I recevied a tweet from Future Brands stating that only 0.5% of the world’s data is being currently analyzed. However shocking it sounds, I think it is true. I also believe that despite all efforts this figure is going to decrease, despite the fact that humanity will be able to analyse than ever before. Simply, raw data explodes these days faster than our ability to analyze it.
Nevertheless, I do not think it is only the issue of shere data volumes. While there are arguments on the definition of Big Data, the 4 Vs as a trend are definitely present in today’s world and all 4 angles of it contribute heavily to our inability to catch up.
- Volume – this is the simplest to identify as issue, but actually without the other 3Vs this can be conqured as once you have the analysis methods in space it only depends on calculation capacity to scale the analysis, if done right.
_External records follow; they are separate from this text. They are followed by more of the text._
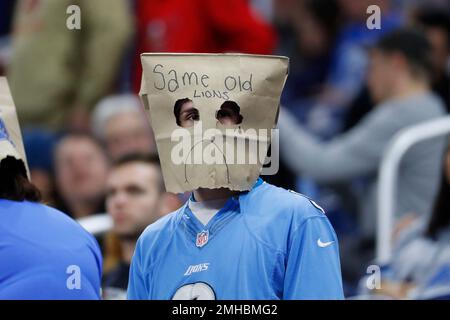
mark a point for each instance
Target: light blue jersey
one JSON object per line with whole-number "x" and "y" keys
{"x": 267, "y": 243}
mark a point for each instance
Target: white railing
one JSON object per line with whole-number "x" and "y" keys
{"x": 97, "y": 223}
{"x": 387, "y": 177}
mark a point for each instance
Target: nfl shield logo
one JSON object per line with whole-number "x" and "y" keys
{"x": 202, "y": 238}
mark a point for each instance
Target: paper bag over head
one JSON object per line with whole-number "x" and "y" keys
{"x": 11, "y": 143}
{"x": 212, "y": 115}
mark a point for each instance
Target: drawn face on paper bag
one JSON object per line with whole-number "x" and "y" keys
{"x": 212, "y": 117}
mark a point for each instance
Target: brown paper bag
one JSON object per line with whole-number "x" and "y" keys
{"x": 212, "y": 115}
{"x": 11, "y": 143}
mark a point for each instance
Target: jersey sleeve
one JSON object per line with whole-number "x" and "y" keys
{"x": 136, "y": 283}
{"x": 313, "y": 269}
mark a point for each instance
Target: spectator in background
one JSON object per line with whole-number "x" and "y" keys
{"x": 57, "y": 74}
{"x": 39, "y": 149}
{"x": 399, "y": 81}
{"x": 134, "y": 199}
{"x": 121, "y": 124}
{"x": 315, "y": 24}
{"x": 81, "y": 169}
{"x": 436, "y": 24}
{"x": 199, "y": 26}
{"x": 420, "y": 262}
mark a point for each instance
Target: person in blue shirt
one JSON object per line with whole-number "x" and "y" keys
{"x": 44, "y": 254}
{"x": 266, "y": 243}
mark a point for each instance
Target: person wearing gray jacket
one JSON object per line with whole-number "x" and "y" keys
{"x": 399, "y": 82}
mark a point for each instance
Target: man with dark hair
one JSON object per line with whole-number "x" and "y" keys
{"x": 135, "y": 198}
{"x": 229, "y": 113}
{"x": 399, "y": 82}
{"x": 81, "y": 168}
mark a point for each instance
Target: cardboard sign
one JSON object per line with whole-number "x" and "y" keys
{"x": 11, "y": 143}
{"x": 212, "y": 115}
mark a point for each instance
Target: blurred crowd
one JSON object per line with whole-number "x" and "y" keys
{"x": 91, "y": 150}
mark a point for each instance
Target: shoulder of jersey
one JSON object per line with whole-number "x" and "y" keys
{"x": 282, "y": 200}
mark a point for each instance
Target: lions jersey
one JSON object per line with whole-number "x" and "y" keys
{"x": 267, "y": 243}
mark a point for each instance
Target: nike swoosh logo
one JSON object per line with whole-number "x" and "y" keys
{"x": 323, "y": 244}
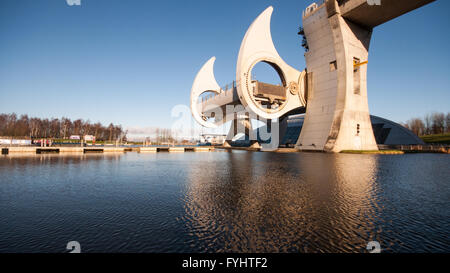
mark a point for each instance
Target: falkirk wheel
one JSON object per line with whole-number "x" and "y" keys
{"x": 331, "y": 92}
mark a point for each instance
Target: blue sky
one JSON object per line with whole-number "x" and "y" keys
{"x": 131, "y": 62}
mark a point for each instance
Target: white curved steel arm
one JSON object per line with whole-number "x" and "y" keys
{"x": 257, "y": 46}
{"x": 204, "y": 82}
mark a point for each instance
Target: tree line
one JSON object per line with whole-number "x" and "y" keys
{"x": 430, "y": 124}
{"x": 13, "y": 126}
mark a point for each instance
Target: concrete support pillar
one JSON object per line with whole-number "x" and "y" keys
{"x": 337, "y": 114}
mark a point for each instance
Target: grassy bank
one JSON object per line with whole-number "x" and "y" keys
{"x": 438, "y": 139}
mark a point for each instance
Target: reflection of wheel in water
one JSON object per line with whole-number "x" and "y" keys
{"x": 74, "y": 246}
{"x": 374, "y": 247}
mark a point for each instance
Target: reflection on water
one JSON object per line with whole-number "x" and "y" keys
{"x": 307, "y": 203}
{"x": 225, "y": 202}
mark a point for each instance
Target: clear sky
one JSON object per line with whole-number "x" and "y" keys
{"x": 131, "y": 62}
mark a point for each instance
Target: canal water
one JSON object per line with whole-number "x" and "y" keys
{"x": 225, "y": 202}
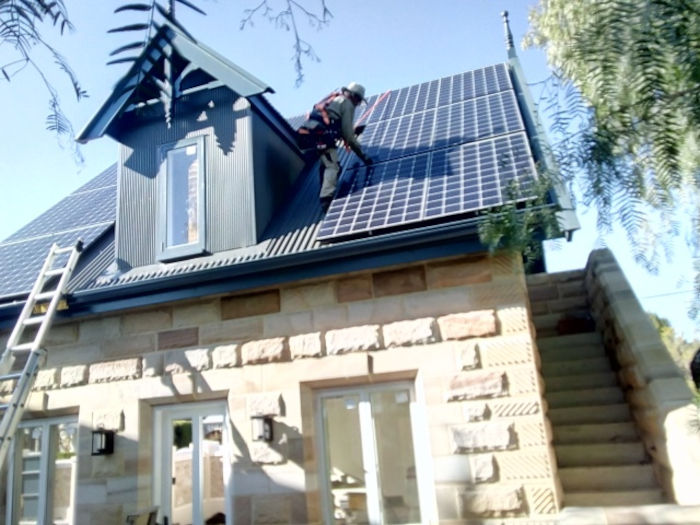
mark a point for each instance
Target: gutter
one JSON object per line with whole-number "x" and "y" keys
{"x": 389, "y": 249}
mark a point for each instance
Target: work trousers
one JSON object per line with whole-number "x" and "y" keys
{"x": 330, "y": 168}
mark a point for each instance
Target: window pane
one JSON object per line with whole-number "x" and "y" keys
{"x": 344, "y": 459}
{"x": 64, "y": 443}
{"x": 181, "y": 495}
{"x": 394, "y": 442}
{"x": 213, "y": 457}
{"x": 182, "y": 196}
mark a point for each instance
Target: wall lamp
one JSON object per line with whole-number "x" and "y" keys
{"x": 102, "y": 442}
{"x": 262, "y": 427}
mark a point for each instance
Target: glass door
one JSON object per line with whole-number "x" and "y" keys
{"x": 371, "y": 463}
{"x": 192, "y": 468}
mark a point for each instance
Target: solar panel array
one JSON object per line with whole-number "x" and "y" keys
{"x": 447, "y": 147}
{"x": 85, "y": 214}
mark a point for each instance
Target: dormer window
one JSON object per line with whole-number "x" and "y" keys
{"x": 182, "y": 232}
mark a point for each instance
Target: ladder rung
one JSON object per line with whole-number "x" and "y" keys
{"x": 24, "y": 347}
{"x": 45, "y": 296}
{"x": 34, "y": 320}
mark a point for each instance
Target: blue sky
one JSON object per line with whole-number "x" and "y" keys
{"x": 383, "y": 44}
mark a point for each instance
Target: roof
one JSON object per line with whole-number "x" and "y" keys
{"x": 189, "y": 62}
{"x": 291, "y": 248}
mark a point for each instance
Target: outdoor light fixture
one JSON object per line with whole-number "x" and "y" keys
{"x": 262, "y": 427}
{"x": 102, "y": 442}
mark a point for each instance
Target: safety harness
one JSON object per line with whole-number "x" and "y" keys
{"x": 320, "y": 130}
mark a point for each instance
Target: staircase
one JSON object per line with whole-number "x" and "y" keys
{"x": 601, "y": 460}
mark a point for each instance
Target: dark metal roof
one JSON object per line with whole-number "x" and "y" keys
{"x": 194, "y": 57}
{"x": 289, "y": 250}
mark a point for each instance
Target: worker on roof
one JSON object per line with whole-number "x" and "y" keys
{"x": 329, "y": 121}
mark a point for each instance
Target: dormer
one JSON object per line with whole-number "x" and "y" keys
{"x": 204, "y": 160}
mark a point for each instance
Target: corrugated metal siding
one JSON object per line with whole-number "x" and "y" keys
{"x": 229, "y": 188}
{"x": 277, "y": 166}
{"x": 228, "y": 193}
- Variety – This aspect is probably causing one of the biggest scalability issues in data analysis. Each type of data requires you to change analytic or data processing methodology and increasing and instable variety does not help. You need to keep developing systems to match the variety of sources and formats available, something quite difficult to scale.
- Velocity – While a technical problem, managing real time and super fast information in high volumes, from an analytics perspective is less of an issue. How well you use velocity as an opportunity for real time analytics and actions though is a different piece of cake. Using old methods will get you analyze even fast incoming data with a delay, but will not enable you to gain additional benefits on speed to insight.
- Verocity – Quality seems to be the other major issue when it comes to how much data is being analyzed. Many aspects of data cleaning is difficult to automate especially when the type of data errors keep changing and increasing in variety. How we solve it these days is that we have the luxury of disregarding data due to volume, which is statistically sound but need to get us accept the new rules of big data: you will never get to 100% analyzability.